Typically, in a drug possession case, the government must prove that the substance found by the police is actually what they say it is. You can imagine a situation where someone might be arrested and prosecuted, wrongly, for possession of baking soda and oregano, not cocaine and marijuana. As a result, law enforcement organizations work with—and sometimes directly employ—expert lab technicians to identify the seized substances.
But what happens if the lab technician who ran the tests doesn’t appear in court, and instead, their colleague presents the lab’s findings with the imprimatur of their own expertise? Does this mean the defendant has been denied the right to challenge the evidence against them?
For instance, how can the testifying expert answer questions about whether the lab adhered to its protocols on the relevant day; or address any irregularities in the test paperwork; or answer more pointed questions relating to the circumstances unique to the tests at issue in the case?
According to the State of Arizona, none of this matters, because the testifying witness is using their expertise merely to interpret another expert’s results. This is all fine, says Arizona, because under the rules of evidence, the facts or data underlying an expert’s opinion need not themselves be admissible. Moreover, according to the state, the documents were not testimonial.
That, Arizona says, resolves the Confrontation Clause issue.
The defendant, Smith, argues that’s all improper. The testifying witness had no personal knowledge of what the non-testifying expert did, Smith says, and so the expert who appeared at trial was merely a conduit for the non-appearing witness’s testimony. It wasn’t that the expert was interpreting facts or data—instead, for all practical purposes, the expert was reading someone else’s report to the jury as if it was their own lab work.
So why does this matter? If Lab Technician 1 merely reads aloud from a report Lab Technician 2 was going to explain to the jury anyway, where’s the Constitutional foul?
The foul is that the Confrontation Clause guarantees a meaningful opportunity to cross examine the evidence, not just have it read to the jury by the right person. Smith argues he was deprived the opportunity to test the strength of the government’s assertions and have the jury decide what was, or was not, proven beyond a reasonable doubt.

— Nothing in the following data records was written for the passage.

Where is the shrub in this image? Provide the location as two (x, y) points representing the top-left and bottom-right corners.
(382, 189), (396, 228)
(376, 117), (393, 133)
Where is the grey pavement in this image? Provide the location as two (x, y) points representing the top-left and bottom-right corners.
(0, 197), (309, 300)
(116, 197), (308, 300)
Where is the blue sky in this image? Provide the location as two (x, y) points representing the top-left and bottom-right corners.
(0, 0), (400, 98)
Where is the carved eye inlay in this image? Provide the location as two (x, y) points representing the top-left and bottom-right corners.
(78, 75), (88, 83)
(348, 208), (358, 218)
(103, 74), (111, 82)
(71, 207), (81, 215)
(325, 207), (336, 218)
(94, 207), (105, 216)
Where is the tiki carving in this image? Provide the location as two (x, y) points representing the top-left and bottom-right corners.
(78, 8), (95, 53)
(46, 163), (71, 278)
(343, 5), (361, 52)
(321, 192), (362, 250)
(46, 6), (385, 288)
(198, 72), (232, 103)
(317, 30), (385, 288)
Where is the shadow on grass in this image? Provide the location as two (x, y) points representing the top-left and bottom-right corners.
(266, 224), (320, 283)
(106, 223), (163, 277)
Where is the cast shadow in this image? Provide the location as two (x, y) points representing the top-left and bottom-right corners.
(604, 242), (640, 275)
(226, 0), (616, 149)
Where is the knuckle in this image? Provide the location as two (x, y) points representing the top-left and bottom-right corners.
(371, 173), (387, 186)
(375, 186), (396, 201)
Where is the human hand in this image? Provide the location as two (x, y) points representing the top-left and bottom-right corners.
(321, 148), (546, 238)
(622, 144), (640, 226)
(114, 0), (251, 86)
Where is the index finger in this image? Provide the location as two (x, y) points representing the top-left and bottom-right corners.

Did the lab adhere to proper protocols with regard to the actual tests? Were there any problems at the lab that day that might detract from the tests’ accuracy? These are the types of questions a competent trial attorney would need to explore with the person who actually ran the tests in the lab; the say-so of a different technician on a different day is too removed to be useful.
As an aside, the Court is also concerned about the degree to which any of this was preserved for appeal. The Supreme Court could decline to rule on this issue because the trial lawyers might not have stated their objections thoroughly.
Hopefully, the Court doesn’t side-step this important issue. The Confrontation Clause shouldn’t mean every person in the chain of evidence always has to testify, but it at least should mean that the expert opinion upon which a jury will convict, must be tested by cross examining that expert, not their proxy.